CF COUR DE CASSATION ______________________ Audience publique du 6 février 2019 Rejet non spécialement motivé Mme X..., conseiller doyen faisant fonction de président Décision n° 10169 F Pourvoi n° R 17-27.866 R É P U B L I Q U E F R A N Ç A I S E _________________________ _________________________ LA COUR DE CASSATION, CHAMBRE SOCIALE, a rendu la décision suivante : Vu le pourvoi formé par la société AFD technologies, société à responsabilité limitée, dont le siège est [...] , contre l'arrêt rendu le 20 septembre 2017 par la cour d'appel de Versailles (17e chambre), dans le litige l'opposant : 1°/ à M.
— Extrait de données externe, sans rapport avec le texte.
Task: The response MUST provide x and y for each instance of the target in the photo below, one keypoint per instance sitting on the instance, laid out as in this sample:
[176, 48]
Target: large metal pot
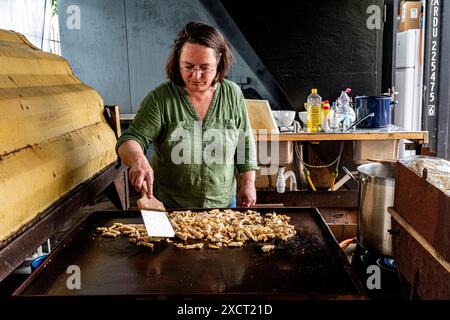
[376, 194]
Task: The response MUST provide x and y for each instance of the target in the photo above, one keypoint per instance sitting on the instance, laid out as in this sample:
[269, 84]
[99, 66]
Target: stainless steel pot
[376, 194]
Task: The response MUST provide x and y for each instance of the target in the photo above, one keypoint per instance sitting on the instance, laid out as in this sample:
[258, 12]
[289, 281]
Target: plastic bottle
[334, 118]
[348, 114]
[325, 112]
[314, 111]
[281, 181]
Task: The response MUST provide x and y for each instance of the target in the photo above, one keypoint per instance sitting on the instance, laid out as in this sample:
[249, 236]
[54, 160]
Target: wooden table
[389, 133]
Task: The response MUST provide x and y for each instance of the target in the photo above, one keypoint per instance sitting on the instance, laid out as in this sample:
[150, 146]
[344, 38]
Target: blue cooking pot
[380, 106]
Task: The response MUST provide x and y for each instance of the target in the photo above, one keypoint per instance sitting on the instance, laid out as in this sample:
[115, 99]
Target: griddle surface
[309, 265]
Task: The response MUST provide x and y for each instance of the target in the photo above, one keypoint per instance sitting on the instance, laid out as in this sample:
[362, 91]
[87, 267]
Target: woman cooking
[199, 128]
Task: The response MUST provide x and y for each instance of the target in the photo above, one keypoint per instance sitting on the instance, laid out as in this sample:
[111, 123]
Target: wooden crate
[425, 207]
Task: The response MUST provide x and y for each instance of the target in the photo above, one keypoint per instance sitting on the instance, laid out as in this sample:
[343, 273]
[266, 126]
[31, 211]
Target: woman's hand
[141, 176]
[247, 191]
[140, 173]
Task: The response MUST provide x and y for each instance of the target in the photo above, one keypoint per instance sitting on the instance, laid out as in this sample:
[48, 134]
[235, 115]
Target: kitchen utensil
[359, 121]
[376, 194]
[156, 221]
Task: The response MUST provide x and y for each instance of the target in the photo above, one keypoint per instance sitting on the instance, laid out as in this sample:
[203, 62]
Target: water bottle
[281, 181]
[314, 111]
[325, 112]
[334, 118]
[348, 114]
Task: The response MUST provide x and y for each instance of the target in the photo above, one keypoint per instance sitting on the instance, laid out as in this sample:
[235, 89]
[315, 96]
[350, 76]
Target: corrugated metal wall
[121, 46]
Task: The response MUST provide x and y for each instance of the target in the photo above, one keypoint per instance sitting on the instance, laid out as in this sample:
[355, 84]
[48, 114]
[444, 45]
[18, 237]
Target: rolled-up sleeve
[146, 125]
[246, 143]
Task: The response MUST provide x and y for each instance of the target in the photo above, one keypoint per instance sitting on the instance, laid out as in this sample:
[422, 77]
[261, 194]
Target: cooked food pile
[227, 228]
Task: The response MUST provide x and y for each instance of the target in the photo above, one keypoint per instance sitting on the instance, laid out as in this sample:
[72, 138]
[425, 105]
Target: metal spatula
[156, 221]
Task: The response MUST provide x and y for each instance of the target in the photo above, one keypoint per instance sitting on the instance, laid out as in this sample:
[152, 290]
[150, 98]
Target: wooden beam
[320, 199]
[424, 243]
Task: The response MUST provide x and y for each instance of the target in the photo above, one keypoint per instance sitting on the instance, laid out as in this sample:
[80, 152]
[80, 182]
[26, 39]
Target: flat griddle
[309, 266]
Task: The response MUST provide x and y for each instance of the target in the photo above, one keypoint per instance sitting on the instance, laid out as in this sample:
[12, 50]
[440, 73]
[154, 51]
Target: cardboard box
[410, 15]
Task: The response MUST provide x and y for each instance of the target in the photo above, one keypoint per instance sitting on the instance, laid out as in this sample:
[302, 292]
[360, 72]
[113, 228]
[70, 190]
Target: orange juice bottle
[314, 111]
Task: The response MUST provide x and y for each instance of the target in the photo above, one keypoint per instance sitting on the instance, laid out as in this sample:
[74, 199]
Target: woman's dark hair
[203, 34]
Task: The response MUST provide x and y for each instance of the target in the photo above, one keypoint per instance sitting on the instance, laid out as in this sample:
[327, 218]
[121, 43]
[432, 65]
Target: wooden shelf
[391, 133]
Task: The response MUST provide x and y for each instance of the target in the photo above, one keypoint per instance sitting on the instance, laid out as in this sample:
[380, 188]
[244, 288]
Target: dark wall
[323, 43]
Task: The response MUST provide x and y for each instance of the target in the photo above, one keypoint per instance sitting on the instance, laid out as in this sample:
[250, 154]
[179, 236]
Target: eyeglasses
[201, 69]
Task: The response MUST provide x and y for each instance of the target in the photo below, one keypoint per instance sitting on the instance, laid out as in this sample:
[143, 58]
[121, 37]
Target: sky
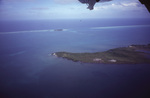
[70, 9]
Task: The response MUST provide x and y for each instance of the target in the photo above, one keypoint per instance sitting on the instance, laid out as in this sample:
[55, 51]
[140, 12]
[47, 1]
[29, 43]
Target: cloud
[65, 1]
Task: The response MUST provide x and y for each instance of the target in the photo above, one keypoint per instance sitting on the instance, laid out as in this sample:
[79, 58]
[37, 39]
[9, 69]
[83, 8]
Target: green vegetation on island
[131, 54]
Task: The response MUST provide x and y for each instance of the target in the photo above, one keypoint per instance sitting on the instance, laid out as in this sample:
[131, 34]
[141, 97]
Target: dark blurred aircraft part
[146, 3]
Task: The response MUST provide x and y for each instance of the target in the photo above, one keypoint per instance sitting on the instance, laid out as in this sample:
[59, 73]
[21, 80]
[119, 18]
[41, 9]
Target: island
[133, 54]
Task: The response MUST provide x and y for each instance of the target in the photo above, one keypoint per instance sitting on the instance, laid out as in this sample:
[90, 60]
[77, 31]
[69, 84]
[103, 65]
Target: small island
[133, 54]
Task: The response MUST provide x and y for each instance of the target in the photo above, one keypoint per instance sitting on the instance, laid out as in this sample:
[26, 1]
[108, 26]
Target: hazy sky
[70, 9]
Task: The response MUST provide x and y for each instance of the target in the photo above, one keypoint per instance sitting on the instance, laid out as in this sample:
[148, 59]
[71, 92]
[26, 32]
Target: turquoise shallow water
[27, 69]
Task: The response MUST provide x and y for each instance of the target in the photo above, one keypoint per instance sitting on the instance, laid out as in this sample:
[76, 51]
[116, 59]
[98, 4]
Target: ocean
[28, 70]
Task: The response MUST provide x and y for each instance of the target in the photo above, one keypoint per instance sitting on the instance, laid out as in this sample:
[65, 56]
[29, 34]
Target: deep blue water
[27, 70]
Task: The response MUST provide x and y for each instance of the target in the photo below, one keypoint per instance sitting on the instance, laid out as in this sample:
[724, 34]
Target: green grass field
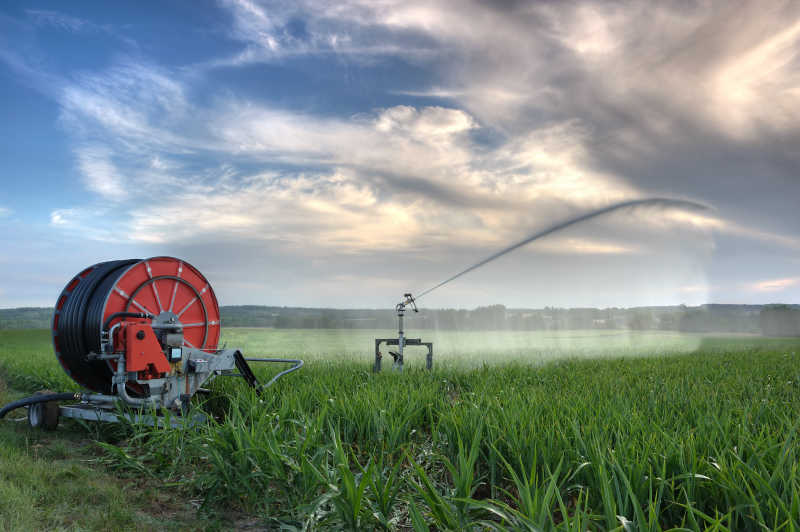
[581, 430]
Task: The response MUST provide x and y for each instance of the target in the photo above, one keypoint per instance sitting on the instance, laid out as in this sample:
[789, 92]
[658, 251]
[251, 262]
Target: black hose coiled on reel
[80, 321]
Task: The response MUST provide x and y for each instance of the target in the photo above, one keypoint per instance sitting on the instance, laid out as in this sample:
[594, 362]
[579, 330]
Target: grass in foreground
[704, 440]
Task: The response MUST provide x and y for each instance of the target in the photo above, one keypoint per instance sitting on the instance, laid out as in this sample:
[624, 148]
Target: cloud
[774, 285]
[43, 17]
[516, 115]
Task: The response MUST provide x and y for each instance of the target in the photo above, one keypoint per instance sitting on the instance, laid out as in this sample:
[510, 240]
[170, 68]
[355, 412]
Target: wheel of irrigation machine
[171, 290]
[43, 415]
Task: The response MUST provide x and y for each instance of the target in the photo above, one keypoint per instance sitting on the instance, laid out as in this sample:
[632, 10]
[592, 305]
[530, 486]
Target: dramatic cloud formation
[498, 118]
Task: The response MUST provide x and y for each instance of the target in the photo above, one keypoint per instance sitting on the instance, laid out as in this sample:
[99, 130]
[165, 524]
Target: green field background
[577, 430]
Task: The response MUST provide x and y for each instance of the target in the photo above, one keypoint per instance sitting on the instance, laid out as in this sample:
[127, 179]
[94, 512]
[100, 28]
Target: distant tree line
[770, 320]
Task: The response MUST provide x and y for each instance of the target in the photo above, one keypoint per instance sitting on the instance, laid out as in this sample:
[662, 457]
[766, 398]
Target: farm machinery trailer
[141, 333]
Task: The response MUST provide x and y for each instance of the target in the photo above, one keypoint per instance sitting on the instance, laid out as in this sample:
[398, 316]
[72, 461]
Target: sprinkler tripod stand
[401, 341]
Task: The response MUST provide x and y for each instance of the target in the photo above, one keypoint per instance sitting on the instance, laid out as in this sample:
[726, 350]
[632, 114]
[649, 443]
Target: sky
[339, 154]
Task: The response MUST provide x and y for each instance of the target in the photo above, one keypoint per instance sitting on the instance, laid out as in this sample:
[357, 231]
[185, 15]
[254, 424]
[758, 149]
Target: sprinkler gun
[401, 341]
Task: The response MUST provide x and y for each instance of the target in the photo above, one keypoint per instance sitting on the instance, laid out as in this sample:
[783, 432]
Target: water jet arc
[649, 202]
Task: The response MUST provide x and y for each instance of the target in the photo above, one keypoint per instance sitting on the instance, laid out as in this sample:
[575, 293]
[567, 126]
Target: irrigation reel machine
[143, 333]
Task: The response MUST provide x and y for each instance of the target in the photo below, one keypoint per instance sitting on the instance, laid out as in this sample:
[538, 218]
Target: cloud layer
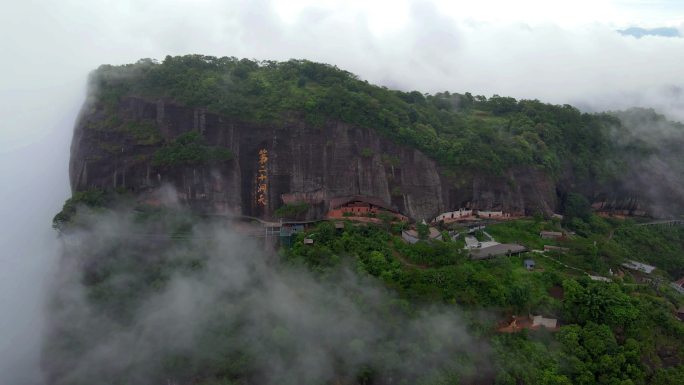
[530, 51]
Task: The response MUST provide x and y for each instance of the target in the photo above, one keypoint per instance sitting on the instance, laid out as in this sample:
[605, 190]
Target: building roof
[338, 202]
[634, 265]
[496, 250]
[599, 278]
[549, 323]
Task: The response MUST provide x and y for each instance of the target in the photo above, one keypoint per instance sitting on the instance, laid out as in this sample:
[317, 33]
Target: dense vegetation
[460, 131]
[622, 332]
[613, 333]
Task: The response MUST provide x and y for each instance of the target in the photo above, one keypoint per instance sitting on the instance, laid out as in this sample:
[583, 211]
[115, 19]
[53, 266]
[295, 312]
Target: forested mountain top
[460, 131]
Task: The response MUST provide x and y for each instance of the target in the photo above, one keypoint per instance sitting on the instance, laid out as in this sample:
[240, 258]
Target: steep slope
[305, 164]
[241, 137]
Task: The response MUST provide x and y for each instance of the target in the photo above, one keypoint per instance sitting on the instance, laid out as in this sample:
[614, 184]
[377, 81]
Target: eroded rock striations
[305, 163]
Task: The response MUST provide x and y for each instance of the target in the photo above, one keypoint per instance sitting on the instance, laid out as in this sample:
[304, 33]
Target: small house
[549, 323]
[362, 206]
[497, 250]
[638, 266]
[453, 216]
[678, 285]
[598, 278]
[550, 234]
[555, 248]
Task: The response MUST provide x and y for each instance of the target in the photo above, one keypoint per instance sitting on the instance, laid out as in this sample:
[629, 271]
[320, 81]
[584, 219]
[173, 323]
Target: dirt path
[403, 260]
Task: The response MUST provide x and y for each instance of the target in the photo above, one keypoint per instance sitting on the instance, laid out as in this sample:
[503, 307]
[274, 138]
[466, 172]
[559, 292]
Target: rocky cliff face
[304, 164]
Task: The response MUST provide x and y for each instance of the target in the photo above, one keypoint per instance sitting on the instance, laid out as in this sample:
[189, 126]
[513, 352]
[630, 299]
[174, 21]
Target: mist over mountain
[331, 139]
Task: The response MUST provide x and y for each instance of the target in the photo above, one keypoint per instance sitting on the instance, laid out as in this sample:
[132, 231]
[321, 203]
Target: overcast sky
[556, 51]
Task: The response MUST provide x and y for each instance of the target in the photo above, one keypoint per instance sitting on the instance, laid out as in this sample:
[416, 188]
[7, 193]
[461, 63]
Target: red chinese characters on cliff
[262, 179]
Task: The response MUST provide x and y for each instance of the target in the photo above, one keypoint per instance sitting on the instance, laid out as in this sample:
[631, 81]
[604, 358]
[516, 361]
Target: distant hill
[201, 123]
[639, 32]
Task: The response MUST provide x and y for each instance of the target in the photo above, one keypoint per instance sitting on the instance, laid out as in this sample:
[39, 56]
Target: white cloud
[567, 53]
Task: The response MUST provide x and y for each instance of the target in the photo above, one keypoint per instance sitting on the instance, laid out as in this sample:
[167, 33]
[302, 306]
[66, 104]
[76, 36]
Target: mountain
[207, 126]
[639, 32]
Alain Y..., domicilié [...] , 2°/ à Pôle emploi de Toulon, dont le siège est [...] , défendeurs à la cassation ; Vu la communication faite au procureur général ; LA COUR, en l'audience publique du 9 janvier 2019, où étaient présentes : Mme X..., conseiller doyen faisant fonction de président, Mme Z..., conseiller rapporteur, Mme Sommé, conseiller, Mme Lavigne, greffier de chambre ; Vu les observations écrites de la SCP Foussard et Froger, avocat de la société AFD technologies ; Sur le rapport de Mme Z..., conseiller, et après en avoir délibéré conformément à la loi ; Vu l'article 1014 du code de procédure civile ; Attendu que les moyens de cassation annexés, qui sont invoqués à l'encontre de la décision attaquée, ne sont manifestement pas de nature à entraîner la cassation ; Qu'il n'y a donc pas lieu de statuer par une décision spécialement motivée ; REJETTE le pourvoi ; Condamne la société AFD technologies aux dépens ; Vu l'article 700 du code de procédure civile, rejette la demande ; Ainsi décidé par la Cour de cassation, chambre sociale, et prononcé et signé par Mme Z..., conseiller le plus ancien en ayant délibéré, en remplacement du président empêché, conformément aux dispositions des articles 452 et 456 du code de procédure civile, en son audience publique du six février deux mille dix-neuf.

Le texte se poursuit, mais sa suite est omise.